Proteste in Brasilien: Der Weg ist noch weit

Während die Welt auf Ägypten schaut, kommt ein anderes Land auf einem anderen Kontinent nicht zur Ruhe: Brasilien. Vor wenigen Tagen noch richteten sich alle Blicke auf das fußballverrückte Land auf dem amerikanischen Kontinent – und dieses Mal ausnahmsweise auch aus politischer Sicht, dem Fußball-Confederations-Cup sei Dank.

„Endlich“, meint Arthur Cagliari. „Es ist wichtig und gut, dass die Leute auf die Straße gehen – für die Mentalität, für das Land. Jetzt wehren sich die Leute und hinterfragen die Politik. Sie wissen, dass es so nicht weitergehen kann“.

Arthur Cagliari.

Arthur Cagliari unterstützt die Proteste in seinem Heimatland von Dortmund aus. Teaserbild: Arthur Cagliari / Fotos: Eros Junior.
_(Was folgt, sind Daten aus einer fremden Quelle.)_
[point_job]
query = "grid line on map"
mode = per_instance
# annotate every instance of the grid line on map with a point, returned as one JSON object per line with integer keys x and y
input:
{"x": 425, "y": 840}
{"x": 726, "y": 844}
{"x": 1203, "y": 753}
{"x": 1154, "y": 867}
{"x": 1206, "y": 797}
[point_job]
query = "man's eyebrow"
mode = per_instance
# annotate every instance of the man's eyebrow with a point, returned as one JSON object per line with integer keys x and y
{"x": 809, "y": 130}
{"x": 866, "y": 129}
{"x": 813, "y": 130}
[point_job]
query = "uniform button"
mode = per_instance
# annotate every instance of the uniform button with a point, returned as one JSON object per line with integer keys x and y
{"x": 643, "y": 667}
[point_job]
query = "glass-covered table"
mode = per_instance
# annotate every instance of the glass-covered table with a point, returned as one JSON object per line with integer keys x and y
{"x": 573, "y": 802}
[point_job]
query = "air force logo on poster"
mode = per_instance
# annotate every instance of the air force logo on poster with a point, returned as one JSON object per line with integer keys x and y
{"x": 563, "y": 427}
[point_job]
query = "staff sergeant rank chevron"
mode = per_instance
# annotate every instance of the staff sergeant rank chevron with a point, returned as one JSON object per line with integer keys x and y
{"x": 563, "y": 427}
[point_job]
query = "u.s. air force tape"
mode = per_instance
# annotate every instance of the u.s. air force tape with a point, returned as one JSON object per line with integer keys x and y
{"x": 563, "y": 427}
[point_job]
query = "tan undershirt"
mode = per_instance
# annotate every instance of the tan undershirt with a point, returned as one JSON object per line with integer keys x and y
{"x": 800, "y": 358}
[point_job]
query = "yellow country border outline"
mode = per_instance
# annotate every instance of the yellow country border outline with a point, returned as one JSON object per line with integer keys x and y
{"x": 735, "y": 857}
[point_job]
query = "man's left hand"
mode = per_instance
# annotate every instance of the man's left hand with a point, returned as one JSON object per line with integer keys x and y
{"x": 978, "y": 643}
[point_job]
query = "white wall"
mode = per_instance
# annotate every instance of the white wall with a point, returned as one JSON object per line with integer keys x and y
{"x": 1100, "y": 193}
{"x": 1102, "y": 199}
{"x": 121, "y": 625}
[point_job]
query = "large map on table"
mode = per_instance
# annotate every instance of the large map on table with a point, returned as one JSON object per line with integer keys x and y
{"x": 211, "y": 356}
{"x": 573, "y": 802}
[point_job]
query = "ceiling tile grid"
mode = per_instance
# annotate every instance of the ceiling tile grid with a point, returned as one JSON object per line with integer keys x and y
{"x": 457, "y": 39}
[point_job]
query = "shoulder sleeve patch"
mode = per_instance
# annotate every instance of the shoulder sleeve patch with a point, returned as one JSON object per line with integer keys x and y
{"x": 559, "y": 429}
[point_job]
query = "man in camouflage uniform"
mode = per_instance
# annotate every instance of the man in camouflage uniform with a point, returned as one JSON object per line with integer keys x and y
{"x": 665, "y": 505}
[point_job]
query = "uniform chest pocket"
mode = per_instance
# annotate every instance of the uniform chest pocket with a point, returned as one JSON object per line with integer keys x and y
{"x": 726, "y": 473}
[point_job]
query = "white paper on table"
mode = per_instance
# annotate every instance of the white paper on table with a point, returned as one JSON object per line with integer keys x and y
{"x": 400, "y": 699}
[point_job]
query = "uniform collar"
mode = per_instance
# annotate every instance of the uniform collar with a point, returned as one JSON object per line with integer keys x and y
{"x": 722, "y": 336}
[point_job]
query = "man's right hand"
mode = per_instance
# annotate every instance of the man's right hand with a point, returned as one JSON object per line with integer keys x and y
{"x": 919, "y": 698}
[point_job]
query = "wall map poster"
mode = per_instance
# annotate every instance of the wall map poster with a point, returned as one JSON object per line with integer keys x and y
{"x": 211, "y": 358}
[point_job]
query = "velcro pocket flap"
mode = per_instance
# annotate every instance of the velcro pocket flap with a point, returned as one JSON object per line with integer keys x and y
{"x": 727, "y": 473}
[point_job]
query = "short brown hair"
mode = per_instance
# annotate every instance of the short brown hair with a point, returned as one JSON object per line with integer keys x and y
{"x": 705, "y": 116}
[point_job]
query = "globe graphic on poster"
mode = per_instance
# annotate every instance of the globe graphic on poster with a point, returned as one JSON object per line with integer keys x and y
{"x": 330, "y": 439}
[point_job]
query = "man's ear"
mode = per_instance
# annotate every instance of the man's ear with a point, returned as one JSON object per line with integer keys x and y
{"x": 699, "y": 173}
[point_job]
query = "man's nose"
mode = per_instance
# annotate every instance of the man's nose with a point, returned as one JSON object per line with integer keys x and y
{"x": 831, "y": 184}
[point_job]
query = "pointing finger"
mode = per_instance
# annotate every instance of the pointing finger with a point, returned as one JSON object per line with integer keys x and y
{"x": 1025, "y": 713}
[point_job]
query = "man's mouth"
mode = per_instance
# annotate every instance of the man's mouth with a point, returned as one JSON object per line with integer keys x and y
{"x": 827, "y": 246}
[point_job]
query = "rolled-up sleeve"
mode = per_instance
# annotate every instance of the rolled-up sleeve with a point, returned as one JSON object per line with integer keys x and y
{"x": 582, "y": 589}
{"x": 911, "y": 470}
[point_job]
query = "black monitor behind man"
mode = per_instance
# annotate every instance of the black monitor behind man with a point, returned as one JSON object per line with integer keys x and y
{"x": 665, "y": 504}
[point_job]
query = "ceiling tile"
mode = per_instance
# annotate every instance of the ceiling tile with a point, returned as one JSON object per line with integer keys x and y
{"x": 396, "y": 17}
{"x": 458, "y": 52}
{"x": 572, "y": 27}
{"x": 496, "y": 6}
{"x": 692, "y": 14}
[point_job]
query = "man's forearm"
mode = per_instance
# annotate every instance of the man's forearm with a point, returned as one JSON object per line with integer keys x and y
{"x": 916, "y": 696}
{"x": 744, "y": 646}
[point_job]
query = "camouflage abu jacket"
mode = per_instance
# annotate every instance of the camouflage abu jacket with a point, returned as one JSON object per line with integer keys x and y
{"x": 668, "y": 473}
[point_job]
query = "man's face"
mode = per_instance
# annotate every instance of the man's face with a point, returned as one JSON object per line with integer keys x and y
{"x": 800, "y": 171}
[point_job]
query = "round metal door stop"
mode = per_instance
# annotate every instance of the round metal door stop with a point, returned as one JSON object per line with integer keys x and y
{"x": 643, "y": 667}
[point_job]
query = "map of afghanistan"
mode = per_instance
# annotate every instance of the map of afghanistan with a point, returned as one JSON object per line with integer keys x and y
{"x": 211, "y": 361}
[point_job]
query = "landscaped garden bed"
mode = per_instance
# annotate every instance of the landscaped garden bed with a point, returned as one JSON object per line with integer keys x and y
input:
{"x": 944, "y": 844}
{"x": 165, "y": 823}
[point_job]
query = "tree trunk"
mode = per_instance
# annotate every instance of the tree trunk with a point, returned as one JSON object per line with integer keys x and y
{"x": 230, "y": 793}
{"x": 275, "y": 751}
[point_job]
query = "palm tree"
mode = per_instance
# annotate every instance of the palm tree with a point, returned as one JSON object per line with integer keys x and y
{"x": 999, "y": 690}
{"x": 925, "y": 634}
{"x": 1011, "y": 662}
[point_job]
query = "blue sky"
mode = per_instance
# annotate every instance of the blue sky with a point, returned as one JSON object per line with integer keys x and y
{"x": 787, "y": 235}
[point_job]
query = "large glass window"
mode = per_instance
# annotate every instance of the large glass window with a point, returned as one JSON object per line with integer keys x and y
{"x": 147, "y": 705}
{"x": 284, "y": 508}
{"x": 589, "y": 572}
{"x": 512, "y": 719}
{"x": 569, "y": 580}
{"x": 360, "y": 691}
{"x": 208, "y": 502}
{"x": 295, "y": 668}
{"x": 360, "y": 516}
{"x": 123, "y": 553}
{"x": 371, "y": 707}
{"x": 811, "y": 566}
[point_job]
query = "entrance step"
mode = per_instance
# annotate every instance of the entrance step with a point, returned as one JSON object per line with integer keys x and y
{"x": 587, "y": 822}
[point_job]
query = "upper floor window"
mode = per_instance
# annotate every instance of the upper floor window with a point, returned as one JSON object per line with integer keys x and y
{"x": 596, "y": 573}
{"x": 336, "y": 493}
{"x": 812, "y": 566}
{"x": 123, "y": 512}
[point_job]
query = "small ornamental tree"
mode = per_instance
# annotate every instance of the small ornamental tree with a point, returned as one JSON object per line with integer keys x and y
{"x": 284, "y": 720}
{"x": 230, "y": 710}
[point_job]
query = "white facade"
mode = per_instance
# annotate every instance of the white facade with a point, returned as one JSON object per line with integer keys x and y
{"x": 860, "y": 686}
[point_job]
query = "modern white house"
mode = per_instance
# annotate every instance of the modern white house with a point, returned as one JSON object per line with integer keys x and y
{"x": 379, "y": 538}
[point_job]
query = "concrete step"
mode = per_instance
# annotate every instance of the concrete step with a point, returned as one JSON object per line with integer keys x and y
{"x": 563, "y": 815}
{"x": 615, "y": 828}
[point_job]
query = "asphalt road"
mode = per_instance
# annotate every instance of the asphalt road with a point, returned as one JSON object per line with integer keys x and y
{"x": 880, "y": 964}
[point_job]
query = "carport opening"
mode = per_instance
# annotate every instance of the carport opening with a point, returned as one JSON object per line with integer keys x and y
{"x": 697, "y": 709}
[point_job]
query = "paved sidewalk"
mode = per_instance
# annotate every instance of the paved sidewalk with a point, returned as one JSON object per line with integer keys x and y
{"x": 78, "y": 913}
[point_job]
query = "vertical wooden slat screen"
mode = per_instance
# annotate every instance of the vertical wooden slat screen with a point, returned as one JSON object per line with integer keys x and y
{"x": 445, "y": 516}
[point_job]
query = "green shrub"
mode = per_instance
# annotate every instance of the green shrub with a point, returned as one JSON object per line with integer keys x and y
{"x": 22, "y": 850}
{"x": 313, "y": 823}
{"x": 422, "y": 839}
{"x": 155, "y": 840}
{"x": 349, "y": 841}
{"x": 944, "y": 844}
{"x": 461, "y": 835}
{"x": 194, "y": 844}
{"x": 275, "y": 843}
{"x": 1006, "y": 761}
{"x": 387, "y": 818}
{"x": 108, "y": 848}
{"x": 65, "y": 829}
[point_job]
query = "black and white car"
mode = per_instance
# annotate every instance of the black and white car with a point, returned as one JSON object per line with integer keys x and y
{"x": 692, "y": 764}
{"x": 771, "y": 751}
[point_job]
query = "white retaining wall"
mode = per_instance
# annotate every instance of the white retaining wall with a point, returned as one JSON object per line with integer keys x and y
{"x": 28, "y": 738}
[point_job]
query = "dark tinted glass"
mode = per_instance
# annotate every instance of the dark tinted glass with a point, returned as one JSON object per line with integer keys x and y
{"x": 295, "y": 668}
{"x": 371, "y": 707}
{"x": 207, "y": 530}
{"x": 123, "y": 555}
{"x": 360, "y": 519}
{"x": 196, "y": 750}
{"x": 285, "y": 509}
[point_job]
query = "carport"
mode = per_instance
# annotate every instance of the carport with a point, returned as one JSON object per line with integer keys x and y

Arthur ist 23 Jahre alt, kommt aus der brasilianischen Großstadt Sorocaba und studiert in Campinas – in der Nähe von Sao Paulo. Er studiert dort Journalistik und obwohl er seit zehn Monaten an der TU Dortmund Auslandssemester einschiebt, ist er ganz nah dran an seiner Heimat – das World Wide Web macht’s möglich. „Ich gucke jeden Tag ins Internet. Um 14 oder 15 Uhr schaue ich rein, weil dann die wichtigen Neuigkeiten kommen – wegen der Zeitverschiebung. Sobald was passiert, weiß ich Bescheid. Vor allem Facebook ist einer der wichtigsten Kanäle, über die die Proteste in die Welt getragen werden“.

Manche Leute wissen gar nicht, für was sie eigentlich auf die Straße gehen“

Brasilien ist mit 192 Millionen Einwohnern und mit einer Fläche von rund 8,5 Millionen Quadratkilometern eines der bevölkerungsreichsten und größten Länder der Welt und ist Träger des Wahlspruchs Ordem e Progresso – Ordnung und Fortschritt. Klingt nach einem sinnvollen Motto für so viele Menschen und so viel Land. Nur sind die Vorstellungen über das, was Ordnung und Fortschritt bedeutet, sehr verschieden. Während Präsidentin Dilma Rousseff beispielweise die Ticketpreise für öffentliche Verkehrsmittel als angemessen erachtet, ätzt das Volk auf der Straße dagegen.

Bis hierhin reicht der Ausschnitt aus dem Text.